The Secret Journey of Your AI Query

The Secret Journey of Your AI Question: From Phone to Power Grid and Back

Ask an AI chatbot a question and the answer lands in two or three seconds. In those seconds, your words take a round trip most people never think about. Here is the whole journey, second by second.

ai-query-journey @JournalismnewsNetwork
ai-query-journey @JournalismnewsNetwork

 

Second 0: You press send
Your phone does almost none of the work. It simply wraps your question into data and pushes it into the internet through your WiFi or mobile network. Your phone is the postbox, not the brain.

Second 0 to 1: The question races to a data centre
Your words travel through cables, often under oceans, to a data centre: a warehouse packed with thousands of computers stacked in racks. There are roughly 11,000 such buildings worldwide, and your question is routed to whichever one runs your chatbot, quite possibly in another country. It can cross half the planet in well under a second, because light in a fibre optic cable covers about 200,000 kilometres every second.

Second 1 to 3: The chips do the thinking
Inside, your question lands on GPUs, special AI chips built to do millions of small calculations at once. Around 8 in 10 of them are made by one company, NVIDIA. The chips run your words through a giant neural network that predicts the best response word by word, thousands of calculations for every single word it writes.

This is the expensive moment. A single top AI chip draws around 700 watts, nearly ten times your ceiling fan, and the building runs hundreds of thousands of them at once. That is why one large data centre can use as much electricity as a small city.

The two silent partners: the grid and the water pipe
While the chips think, two utilities keep them alive. The first is the electricity grid, the national network of power stations, pylons and cables. The International Energy Agency projects that data centres will double their electricity use from 485 terawatt hours in 2025 to about 950 by 2030, more than all of Japan uses today, and grids are struggling: in the UK, some projects wait up to 15 years just for a connection.

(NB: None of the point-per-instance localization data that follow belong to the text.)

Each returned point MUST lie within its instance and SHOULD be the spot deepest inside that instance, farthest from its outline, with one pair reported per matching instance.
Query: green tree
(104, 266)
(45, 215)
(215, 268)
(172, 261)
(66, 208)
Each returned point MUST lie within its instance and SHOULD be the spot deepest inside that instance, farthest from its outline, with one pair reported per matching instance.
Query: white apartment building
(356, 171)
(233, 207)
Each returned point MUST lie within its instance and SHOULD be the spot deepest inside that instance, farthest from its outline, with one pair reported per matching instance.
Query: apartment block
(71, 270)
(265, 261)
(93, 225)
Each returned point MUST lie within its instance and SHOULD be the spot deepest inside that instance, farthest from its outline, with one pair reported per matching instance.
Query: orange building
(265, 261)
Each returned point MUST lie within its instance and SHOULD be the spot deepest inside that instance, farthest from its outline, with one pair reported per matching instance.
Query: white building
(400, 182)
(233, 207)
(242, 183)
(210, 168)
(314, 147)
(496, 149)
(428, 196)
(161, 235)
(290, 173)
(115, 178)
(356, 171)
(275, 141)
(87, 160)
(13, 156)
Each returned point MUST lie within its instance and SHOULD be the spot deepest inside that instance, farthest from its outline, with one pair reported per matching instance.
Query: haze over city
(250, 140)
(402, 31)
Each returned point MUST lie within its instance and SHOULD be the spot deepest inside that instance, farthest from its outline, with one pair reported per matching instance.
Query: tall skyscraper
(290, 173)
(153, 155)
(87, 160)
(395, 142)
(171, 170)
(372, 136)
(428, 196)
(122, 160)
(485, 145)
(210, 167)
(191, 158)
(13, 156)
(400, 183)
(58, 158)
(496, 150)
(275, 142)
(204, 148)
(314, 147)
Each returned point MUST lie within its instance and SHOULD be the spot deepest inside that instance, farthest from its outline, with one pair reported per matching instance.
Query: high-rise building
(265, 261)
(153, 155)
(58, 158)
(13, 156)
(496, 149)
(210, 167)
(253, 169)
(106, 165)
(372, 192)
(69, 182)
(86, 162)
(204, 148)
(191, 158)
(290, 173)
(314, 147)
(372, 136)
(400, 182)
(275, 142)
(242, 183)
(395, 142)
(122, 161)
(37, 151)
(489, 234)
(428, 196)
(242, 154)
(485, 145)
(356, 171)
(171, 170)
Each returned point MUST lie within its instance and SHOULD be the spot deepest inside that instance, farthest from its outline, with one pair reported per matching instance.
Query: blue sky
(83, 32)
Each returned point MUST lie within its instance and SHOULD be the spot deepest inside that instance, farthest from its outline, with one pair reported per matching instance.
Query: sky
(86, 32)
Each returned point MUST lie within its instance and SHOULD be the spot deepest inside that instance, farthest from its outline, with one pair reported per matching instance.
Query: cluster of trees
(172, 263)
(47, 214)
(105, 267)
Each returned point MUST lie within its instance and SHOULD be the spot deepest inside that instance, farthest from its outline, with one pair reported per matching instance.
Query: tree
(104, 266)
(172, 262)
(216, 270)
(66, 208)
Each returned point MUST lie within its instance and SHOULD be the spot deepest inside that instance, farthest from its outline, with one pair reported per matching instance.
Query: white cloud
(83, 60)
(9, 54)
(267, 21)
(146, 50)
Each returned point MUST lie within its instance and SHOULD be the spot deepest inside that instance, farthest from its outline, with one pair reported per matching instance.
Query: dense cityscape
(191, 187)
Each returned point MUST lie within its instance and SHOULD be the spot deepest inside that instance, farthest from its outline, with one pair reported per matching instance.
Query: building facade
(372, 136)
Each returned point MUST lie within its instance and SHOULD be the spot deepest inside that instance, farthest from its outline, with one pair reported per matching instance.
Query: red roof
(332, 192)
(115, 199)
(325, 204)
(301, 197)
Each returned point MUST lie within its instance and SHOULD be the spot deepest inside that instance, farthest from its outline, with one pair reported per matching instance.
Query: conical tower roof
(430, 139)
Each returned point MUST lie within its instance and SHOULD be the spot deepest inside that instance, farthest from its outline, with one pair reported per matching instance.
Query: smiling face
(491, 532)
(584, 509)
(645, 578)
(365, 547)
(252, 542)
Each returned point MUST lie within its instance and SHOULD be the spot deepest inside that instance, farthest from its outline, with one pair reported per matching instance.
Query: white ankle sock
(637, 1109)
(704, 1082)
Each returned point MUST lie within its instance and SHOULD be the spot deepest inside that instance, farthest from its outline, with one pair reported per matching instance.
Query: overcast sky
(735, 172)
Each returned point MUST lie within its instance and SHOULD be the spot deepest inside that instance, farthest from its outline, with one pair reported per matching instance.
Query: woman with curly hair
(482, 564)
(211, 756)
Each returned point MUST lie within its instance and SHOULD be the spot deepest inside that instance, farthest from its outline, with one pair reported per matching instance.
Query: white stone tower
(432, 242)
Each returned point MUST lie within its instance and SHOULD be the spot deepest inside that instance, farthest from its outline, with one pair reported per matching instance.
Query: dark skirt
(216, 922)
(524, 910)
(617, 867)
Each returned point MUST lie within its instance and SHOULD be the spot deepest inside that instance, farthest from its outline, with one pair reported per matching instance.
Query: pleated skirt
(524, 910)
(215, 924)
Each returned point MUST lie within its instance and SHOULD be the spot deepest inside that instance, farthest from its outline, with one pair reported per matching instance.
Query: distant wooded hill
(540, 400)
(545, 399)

The second is water. The chips’ heat has to go somewhere, and most data centres get rid of it the way your body does, by evaporating water. A large facility can consume up to 19 million litres a day, as much as a small town. When you count the water evaporated at the power plant too, one 100 word answer has been estimated to cost up to a bottle of water, though AI firms say a typical prompt uses far less, and the truth depends on the model and answer length.

Second 3: The answer flies back
The finished text retraces the same route, across the cables, back through your network, onto your screen. Total round trip: a few seconds, one small sip of a city’s worth of electricity and water, all invisible to you.

Next time the answer appears instantly, remember what actually happened: your words visited a warehouse of chips fed by a power grid and cooled by a water supply, possibly on another continent, and came back before you finished your sip of tea.